Reports on the relationship between POLE/POLD1 variants and the TMB appeared to be more consistent among studies. Existing evidence have shown that TMB was higher in cancer patients with POLE and POLD1 variants10,11,12,13,14. However, most of studies focused on mutations in the Exo region, or did not distinguish between the Exo and Non-Exo regions. Our study investigated the TMB in terms of variants in both Exo and Non-Exo regions and found that TMB was higher in patients with damaging mutations in Exo region of POLE, and TMB was higher in patients with damaging mutations in Exo and Non-Exo regions of POLD1. These observations indicated that the effect of POLE gene on TMB is closely related to the function of Exo region. The abnormal function of this region may lead to abnormal DNA replication and correction, resulting in higher TMB. In contrast, the effect of POLD1 on TMB is not confined to the Exo region, and all damaging mutations can lead to an increased TMB. The divergent effects of POLE and POLD1 on TMB possibly reflect the differential functions of the two genes.

Our study also showed that POLE damaging mutations may affect TMB by influencing the frequency of MMR-related gene mutations and driver gene mutations, while POLD1 damaging mutations may affect the TMB by influencing part of MMR-related gene pathways and MSI. The effects of POLD1 on MMR-related mutations or pathways appeared to be less than that of the POLE, and generally had no significant effect on the frequency of variations of driver genes.

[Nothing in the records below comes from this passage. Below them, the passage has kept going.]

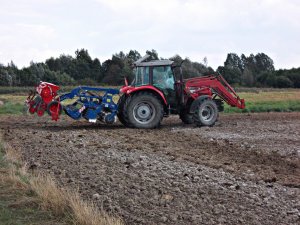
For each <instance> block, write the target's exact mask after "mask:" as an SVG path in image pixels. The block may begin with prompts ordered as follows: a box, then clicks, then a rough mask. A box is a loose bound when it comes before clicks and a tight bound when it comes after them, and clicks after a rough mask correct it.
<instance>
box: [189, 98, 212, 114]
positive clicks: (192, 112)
mask: <svg viewBox="0 0 300 225" xmlns="http://www.w3.org/2000/svg"><path fill="white" fill-rule="evenodd" d="M206 99H211V97H210V96H209V95H201V96H199V97H198V98H196V99H195V100H194V101H193V102H192V105H191V107H190V113H195V111H196V109H197V105H198V104H199V103H200V102H202V101H204V100H206Z"/></svg>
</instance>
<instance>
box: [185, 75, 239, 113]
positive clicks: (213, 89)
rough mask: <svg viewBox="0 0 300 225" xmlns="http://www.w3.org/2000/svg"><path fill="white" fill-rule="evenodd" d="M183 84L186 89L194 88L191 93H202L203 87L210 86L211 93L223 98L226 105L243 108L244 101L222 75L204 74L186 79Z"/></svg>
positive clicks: (200, 93)
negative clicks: (195, 77)
mask: <svg viewBox="0 0 300 225" xmlns="http://www.w3.org/2000/svg"><path fill="white" fill-rule="evenodd" d="M185 86H186V88H187V89H190V88H198V90H197V89H196V90H195V92H194V93H193V95H197V96H199V95H203V93H201V92H202V91H203V90H205V88H211V89H212V90H213V93H215V94H217V95H218V96H219V97H220V98H221V99H223V100H224V101H225V102H226V103H227V104H228V105H230V106H234V107H238V108H240V109H244V108H245V101H244V99H241V98H240V97H239V96H238V95H237V93H236V92H235V91H234V89H233V88H232V87H231V86H230V85H229V84H228V83H227V81H226V80H225V79H224V78H223V76H222V75H218V76H213V75H210V76H204V77H196V78H191V79H188V80H186V82H185Z"/></svg>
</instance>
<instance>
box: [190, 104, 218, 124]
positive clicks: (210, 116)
mask: <svg viewBox="0 0 300 225" xmlns="http://www.w3.org/2000/svg"><path fill="white" fill-rule="evenodd" d="M218 117H219V112H218V107H217V105H216V103H215V102H214V101H213V100H211V99H206V100H203V101H201V102H199V103H198V105H197V107H196V111H195V113H194V115H193V119H194V121H195V124H196V125H197V126H213V125H214V124H215V122H216V121H217V120H218Z"/></svg>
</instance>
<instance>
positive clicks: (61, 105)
mask: <svg viewBox="0 0 300 225" xmlns="http://www.w3.org/2000/svg"><path fill="white" fill-rule="evenodd" d="M57 107H58V115H60V114H61V112H62V105H61V104H60V103H59V102H58V101H52V102H50V103H49V104H48V106H47V113H48V115H49V116H52V112H53V111H54V110H57Z"/></svg>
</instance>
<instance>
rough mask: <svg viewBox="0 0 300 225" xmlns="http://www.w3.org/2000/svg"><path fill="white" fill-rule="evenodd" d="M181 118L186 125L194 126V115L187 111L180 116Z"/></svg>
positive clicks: (181, 111)
mask: <svg viewBox="0 0 300 225" xmlns="http://www.w3.org/2000/svg"><path fill="white" fill-rule="evenodd" d="M179 118H180V119H181V121H182V122H183V123H185V124H192V123H194V118H193V114H190V113H188V112H187V110H182V111H181V112H180V114H179Z"/></svg>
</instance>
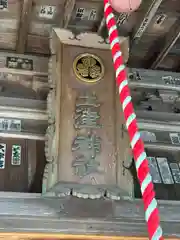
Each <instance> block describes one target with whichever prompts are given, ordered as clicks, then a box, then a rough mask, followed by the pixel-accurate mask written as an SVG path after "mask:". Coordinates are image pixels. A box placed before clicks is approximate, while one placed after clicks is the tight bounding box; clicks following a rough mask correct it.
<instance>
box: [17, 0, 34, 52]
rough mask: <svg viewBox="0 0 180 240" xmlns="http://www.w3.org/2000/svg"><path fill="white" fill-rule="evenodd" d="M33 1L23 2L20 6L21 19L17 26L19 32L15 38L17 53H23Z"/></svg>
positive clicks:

This observation reflects the difference in pathways that POLE and POLD1 mutations affect the somatic mutations. Since the exonuclease regions of POLE and POLD1 are highly homologous (23% identity, 37% similarity), the exonuclease function of the POLE and POLD1 genes may be similar. However, there are also some differences in function between the two genes, in which POLE is responsible for the synthesis of the leading strand and POLD1 is responsible for the synthesis of the lagging strand during DNA replication. This may partially explain the different effects of POLE and POLD1 on MMR-related genes, MSI and TMB, while the exact mechanism is still to be explored.

Conclusions and future perspectives

Our study clarified the relationship between POLE/POLD1 mutations and MSI and TMB in Chinese cancer patients. Since MSI and TMB are immunotherapy-related markers, this study demonstrates that patients with damaging variants of the Exo region of the POLE and the Exo and Non-Exo regions of POLD1 are potential population for immunotherapy. Patients with damaging mutations in POLE, especially those with damaging mutations in the POLE Exo region, had higher percentage of MMR-related and cancer-related driver gene mutations. Therefore, it can be speculated that the combination of immunotherapeutic drugs and certain pathway-targeted drugs may be a future direction for patients with damaging mutations in POLE. Clinical trials have already started. For example, the immunotherapeutic drug pembrolizumab was used in combination with lenvatinib, a targeted drug that inhibits the activity of VEGFR, FGFR, PDGFRα, KIT and Ret, demonstrated promising anti-tumor effect in patients with renal cell carcinoma or endometrial cancer40.